A empresa pública elaborou um projeto de R$ 41 milhões, já aprovado pelo Fundo do Plano Rio Grande (Funrigs), para ser investido na recuperação física da área onde ocorrem as operações hidroportuárias.
— Engloba a parte de recuperação elétrica, lógica (cabeamento de internet e fibra ótica por onde trafegam dados) e dos equipamentos, como balanças que foram perdidas — explica o presidente.
Prédio da Guarda Portuária será reconstruído
Os problemas não se limitam a essas questões, observa Klinger:
— O prédio que tinha a estrutura da Guarda Portuária e da operação terá de ser desmanchado e refeito. Por ter ficado embaixo d'água, apresentou rachaduras e ficou condenado.
Os investimentos necessários para a área do cais passam até pelos acessos ao setor das operações:
— Todos os portões de acesso à área ficaram submersos. Tudo o que havia de equipamento foi perdido. Então, hoje é tudo feito de forma manual. Precisaremos refazer toda essa infraestrutura.

Projeto resiliente
Neste momento, a Portos RS está preparando os editais da licitação para uma nova etapa da obra de recuperação. O objetivo é elaborar um projeto resiliente que proteja mais a parte onde ocorrem as operações portuárias contra possíveis futuras enchentes.
Segundo o mandatário, têm sido discutidas alternativas para que a água não entre mais nos armazéns.
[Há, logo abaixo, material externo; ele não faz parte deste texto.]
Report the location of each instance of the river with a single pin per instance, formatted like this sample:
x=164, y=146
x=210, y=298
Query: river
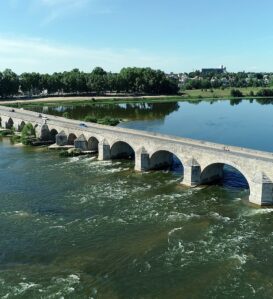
x=82, y=228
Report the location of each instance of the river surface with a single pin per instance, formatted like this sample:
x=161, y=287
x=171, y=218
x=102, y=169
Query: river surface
x=82, y=228
x=244, y=123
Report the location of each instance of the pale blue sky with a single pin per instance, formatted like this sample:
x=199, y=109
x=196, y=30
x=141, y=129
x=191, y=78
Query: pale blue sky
x=173, y=35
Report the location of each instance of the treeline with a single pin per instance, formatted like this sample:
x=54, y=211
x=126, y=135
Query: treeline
x=128, y=80
x=265, y=92
x=199, y=80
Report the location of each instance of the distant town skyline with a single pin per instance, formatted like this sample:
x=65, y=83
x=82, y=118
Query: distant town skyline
x=174, y=36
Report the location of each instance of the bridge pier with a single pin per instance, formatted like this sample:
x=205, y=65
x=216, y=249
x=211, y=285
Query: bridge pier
x=261, y=190
x=192, y=173
x=104, y=150
x=142, y=160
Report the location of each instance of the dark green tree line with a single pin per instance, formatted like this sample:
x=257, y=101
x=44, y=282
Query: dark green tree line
x=128, y=80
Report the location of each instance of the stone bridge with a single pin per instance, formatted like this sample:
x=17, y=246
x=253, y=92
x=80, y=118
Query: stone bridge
x=202, y=161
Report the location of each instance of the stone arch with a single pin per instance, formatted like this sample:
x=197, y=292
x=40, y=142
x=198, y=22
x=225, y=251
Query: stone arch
x=225, y=173
x=53, y=133
x=71, y=138
x=163, y=159
x=21, y=126
x=93, y=144
x=122, y=150
x=9, y=123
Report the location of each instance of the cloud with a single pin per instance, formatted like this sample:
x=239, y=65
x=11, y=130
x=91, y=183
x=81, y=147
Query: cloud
x=29, y=54
x=56, y=9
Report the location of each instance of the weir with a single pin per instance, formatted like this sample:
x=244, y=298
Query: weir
x=202, y=161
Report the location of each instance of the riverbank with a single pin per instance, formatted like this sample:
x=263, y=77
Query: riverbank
x=188, y=96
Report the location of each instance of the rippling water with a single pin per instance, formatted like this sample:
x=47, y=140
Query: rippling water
x=80, y=228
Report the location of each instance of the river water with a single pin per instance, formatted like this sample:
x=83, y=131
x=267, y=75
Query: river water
x=247, y=123
x=82, y=228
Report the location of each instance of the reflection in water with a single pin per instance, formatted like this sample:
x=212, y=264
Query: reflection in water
x=237, y=122
x=135, y=111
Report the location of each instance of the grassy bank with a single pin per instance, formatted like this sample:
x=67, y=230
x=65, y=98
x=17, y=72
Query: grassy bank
x=188, y=95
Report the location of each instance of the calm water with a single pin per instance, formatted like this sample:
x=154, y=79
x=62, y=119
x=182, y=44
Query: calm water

— Temos alguns armazéns recuperados para receber carga e haver operação. Mas ainda precisamos fazer coisas neles. Há problemas nos telhados e estruturais, porque ficaram submersos. Teremos de fazer reforço de parede — sinaliza o presidente da Portos RS.
De qualquer maneira, está afastada a possibilidade de ser construído algum tipo de proteção física perto das margens do Guaíba:
— Não podemos pensar em criar uma nova barreira, porque ali acontecem as operações portuárias. Precisamos pensar na estrutura de beira de cais para que, ao subir a água, não seja perdida.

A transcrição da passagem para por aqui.